Staying on the topic of weddings and budgets, bachelor and bachelorette parties are not the only thing one can be dropping a ton of dough on.
Statistics report that the average amount of money spent by those who are in the wedding is around $1,154. Those who are just guests still spend an average of $888. Most of these expenses go toward attire, gifts and travel. So, what is the point this study is trying to make?
Basically, everyone has a choice to make between budgeting or going to bachelor/rette parties. Or, perhaps, millennials are the worst and do not have their financial priorities straight? Perhaps both.

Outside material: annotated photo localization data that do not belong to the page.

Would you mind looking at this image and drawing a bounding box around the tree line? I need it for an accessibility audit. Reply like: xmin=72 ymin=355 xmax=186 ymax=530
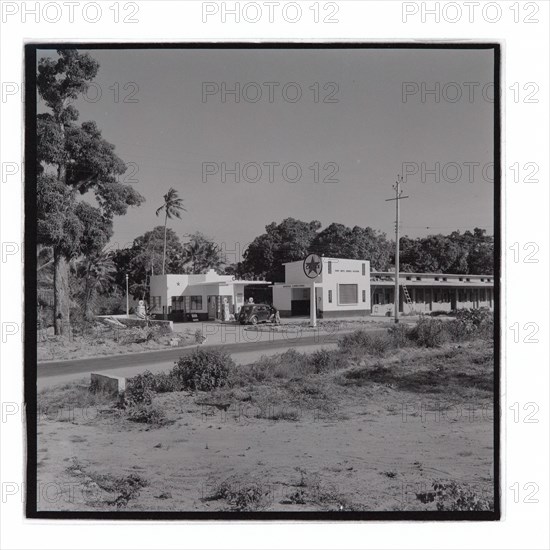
xmin=228 ymin=219 xmax=493 ymax=282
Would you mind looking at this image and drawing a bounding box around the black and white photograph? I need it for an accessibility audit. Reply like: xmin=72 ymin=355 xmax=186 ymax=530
xmin=26 ymin=43 xmax=500 ymax=520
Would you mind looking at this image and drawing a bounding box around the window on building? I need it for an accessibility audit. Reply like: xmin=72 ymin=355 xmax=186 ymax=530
xmin=171 ymin=296 xmax=185 ymax=311
xmin=149 ymin=296 xmax=161 ymax=310
xmin=328 ymin=290 xmax=332 ymax=303
xmin=362 ymin=263 xmax=366 ymax=276
xmin=339 ymin=284 xmax=358 ymax=305
xmin=328 ymin=261 xmax=332 ymax=274
xmin=190 ymin=296 xmax=202 ymax=310
xmin=362 ymin=289 xmax=366 ymax=302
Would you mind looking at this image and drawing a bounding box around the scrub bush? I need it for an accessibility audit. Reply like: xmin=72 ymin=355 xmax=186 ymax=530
xmin=407 ymin=317 xmax=447 ymax=348
xmin=125 ymin=371 xmax=155 ymax=406
xmin=416 ymin=481 xmax=493 ymax=511
xmin=126 ymin=403 xmax=166 ymax=425
xmin=338 ymin=330 xmax=392 ymax=356
xmin=171 ymin=348 xmax=234 ymax=391
xmin=387 ymin=323 xmax=412 ymax=347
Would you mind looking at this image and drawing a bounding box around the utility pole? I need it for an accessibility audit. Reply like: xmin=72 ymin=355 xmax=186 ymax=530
xmin=126 ymin=273 xmax=130 ymax=318
xmin=385 ymin=175 xmax=409 ymax=323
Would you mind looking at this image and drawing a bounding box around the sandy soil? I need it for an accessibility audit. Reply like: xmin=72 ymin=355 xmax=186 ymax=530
xmin=36 ymin=375 xmax=493 ymax=512
xmin=37 ymin=330 xmax=197 ymax=363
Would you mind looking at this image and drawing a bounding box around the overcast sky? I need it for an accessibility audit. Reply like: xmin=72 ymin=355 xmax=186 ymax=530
xmin=38 ymin=47 xmax=495 ymax=259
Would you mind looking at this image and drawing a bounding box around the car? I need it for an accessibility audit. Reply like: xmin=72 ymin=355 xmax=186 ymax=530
xmin=238 ymin=304 xmax=275 ymax=325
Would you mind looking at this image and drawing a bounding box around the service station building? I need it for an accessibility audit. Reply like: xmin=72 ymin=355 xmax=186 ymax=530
xmin=149 ymin=258 xmax=494 ymax=321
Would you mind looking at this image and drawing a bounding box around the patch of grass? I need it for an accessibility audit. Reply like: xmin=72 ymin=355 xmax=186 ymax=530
xmin=338 ymin=330 xmax=393 ymax=356
xmin=286 ymin=468 xmax=360 ymax=511
xmin=126 ymin=403 xmax=167 ymax=426
xmin=38 ymin=380 xmax=115 ymax=417
xmin=416 ymin=480 xmax=493 ymax=511
xmin=339 ymin=342 xmax=493 ymax=400
xmin=208 ymin=476 xmax=272 ymax=511
xmin=67 ymin=458 xmax=147 ymax=508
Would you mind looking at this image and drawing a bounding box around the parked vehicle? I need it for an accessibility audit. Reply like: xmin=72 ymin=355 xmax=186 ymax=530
xmin=238 ymin=304 xmax=276 ymax=325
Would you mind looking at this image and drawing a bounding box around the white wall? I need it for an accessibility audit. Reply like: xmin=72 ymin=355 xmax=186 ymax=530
xmin=279 ymin=258 xmax=371 ymax=314
xmin=150 ymin=274 xmax=235 ymax=314
xmin=321 ymin=258 xmax=370 ymax=313
xmin=273 ymin=285 xmax=292 ymax=312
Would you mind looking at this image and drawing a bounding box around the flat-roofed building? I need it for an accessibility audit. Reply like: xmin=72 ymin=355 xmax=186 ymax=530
xmin=149 ymin=270 xmax=270 ymax=321
xmin=272 ymin=258 xmax=494 ymax=318
xmin=370 ymin=271 xmax=494 ymax=317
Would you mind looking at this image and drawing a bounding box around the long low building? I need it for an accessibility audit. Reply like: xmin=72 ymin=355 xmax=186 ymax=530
xmin=272 ymin=258 xmax=494 ymax=318
xmin=149 ymin=259 xmax=494 ymax=321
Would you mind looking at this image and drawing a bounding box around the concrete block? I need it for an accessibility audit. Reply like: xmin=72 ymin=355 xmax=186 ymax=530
xmin=90 ymin=373 xmax=126 ymax=397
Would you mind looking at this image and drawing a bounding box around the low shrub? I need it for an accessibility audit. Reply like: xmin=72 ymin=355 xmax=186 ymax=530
xmin=338 ymin=330 xmax=393 ymax=356
xmin=150 ymin=371 xmax=183 ymax=393
xmin=455 ymin=308 xmax=494 ymax=340
xmin=124 ymin=371 xmax=156 ymax=406
xmin=126 ymin=403 xmax=166 ymax=425
xmin=408 ymin=317 xmax=447 ymax=348
xmin=272 ymin=349 xmax=311 ymax=378
xmin=171 ymin=348 xmax=234 ymax=391
xmin=387 ymin=323 xmax=412 ymax=347
xmin=210 ymin=477 xmax=271 ymax=511
xmin=308 ymin=348 xmax=340 ymax=373
xmin=416 ymin=480 xmax=493 ymax=511
xmin=194 ymin=329 xmax=206 ymax=344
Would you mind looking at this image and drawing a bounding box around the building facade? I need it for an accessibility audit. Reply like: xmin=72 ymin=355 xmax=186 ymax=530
xmin=149 ymin=270 xmax=270 ymax=321
xmin=272 ymin=258 xmax=494 ymax=318
xmin=272 ymin=258 xmax=372 ymax=318
xmin=150 ymin=261 xmax=495 ymax=322
xmin=370 ymin=271 xmax=494 ymax=316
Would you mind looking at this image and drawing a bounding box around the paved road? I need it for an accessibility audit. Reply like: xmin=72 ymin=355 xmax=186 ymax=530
xmin=37 ymin=332 xmax=344 ymax=384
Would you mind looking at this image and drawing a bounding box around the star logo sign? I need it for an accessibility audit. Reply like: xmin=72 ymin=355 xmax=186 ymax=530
xmin=306 ymin=258 xmax=320 ymax=275
xmin=303 ymin=254 xmax=322 ymax=279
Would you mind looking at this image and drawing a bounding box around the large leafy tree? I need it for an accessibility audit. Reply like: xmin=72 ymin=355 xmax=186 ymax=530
xmin=155 ymin=188 xmax=186 ymax=275
xmin=37 ymin=50 xmax=144 ymax=334
xmin=112 ymin=227 xmax=186 ymax=300
xmin=240 ymin=217 xmax=493 ymax=278
xmin=399 ymin=228 xmax=493 ymax=274
xmin=242 ymin=218 xmax=321 ymax=282
xmin=311 ymin=223 xmax=392 ymax=270
xmin=183 ymin=232 xmax=225 ymax=274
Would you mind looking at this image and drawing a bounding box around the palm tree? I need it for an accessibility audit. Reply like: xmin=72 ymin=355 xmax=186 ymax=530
xmin=78 ymin=252 xmax=116 ymax=320
xmin=185 ymin=232 xmax=224 ymax=273
xmin=155 ymin=188 xmax=186 ymax=275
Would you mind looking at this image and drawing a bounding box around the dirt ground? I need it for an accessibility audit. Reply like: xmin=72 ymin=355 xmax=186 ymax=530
xmin=37 ymin=329 xmax=197 ymax=363
xmin=36 ymin=343 xmax=494 ymax=512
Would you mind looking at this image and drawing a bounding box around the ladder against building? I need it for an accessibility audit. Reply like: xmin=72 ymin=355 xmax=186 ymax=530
xmin=402 ymin=284 xmax=413 ymax=309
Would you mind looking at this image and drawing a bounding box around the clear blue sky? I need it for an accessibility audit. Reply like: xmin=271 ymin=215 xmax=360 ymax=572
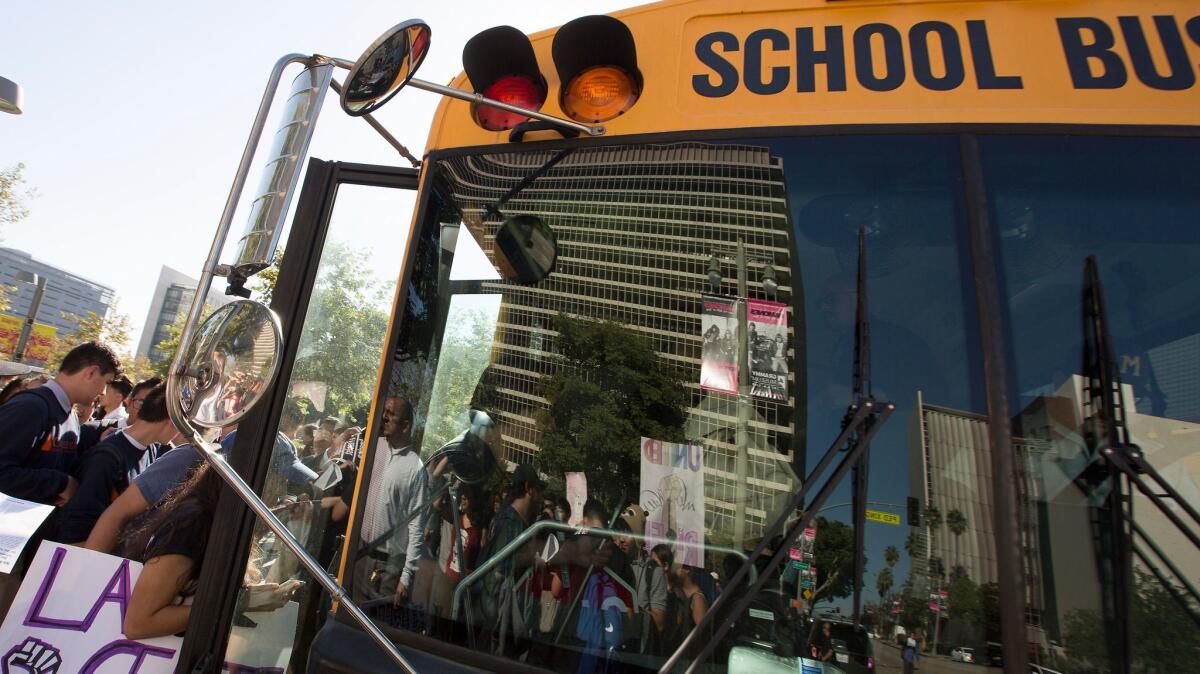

Statistics on to moneyish.com say that 60 percent of millennials spend more than $4 on a cup of coffee (basically, “60 percent of millennials go to Starbucks”). 60 percent also spend money on clothes they do not need, which is a terrific way to waste money and build up credit card debt.
The same article also goes out of its way to mention that these numbers were far lower for generation Xers and baby boomers, coming in at 29 percent and 15 percent.
It is safe to say they deserve a massive round of applause for their hard work and effort.
Well, at least, it seems like they think so.
As for millennials, the overall take away from this study is to prioritize their finances and decide how important things, such as buying a house, are to them. Of course, there is nothing wrong with choosing to live with parents for who knows how long, emptying one’s bank account overpaying for coffee and going all out at bachelor/rette parties.
At the end of the day, this is very much like choosing between McDonald’s and Burger King; it comes down to personal preference.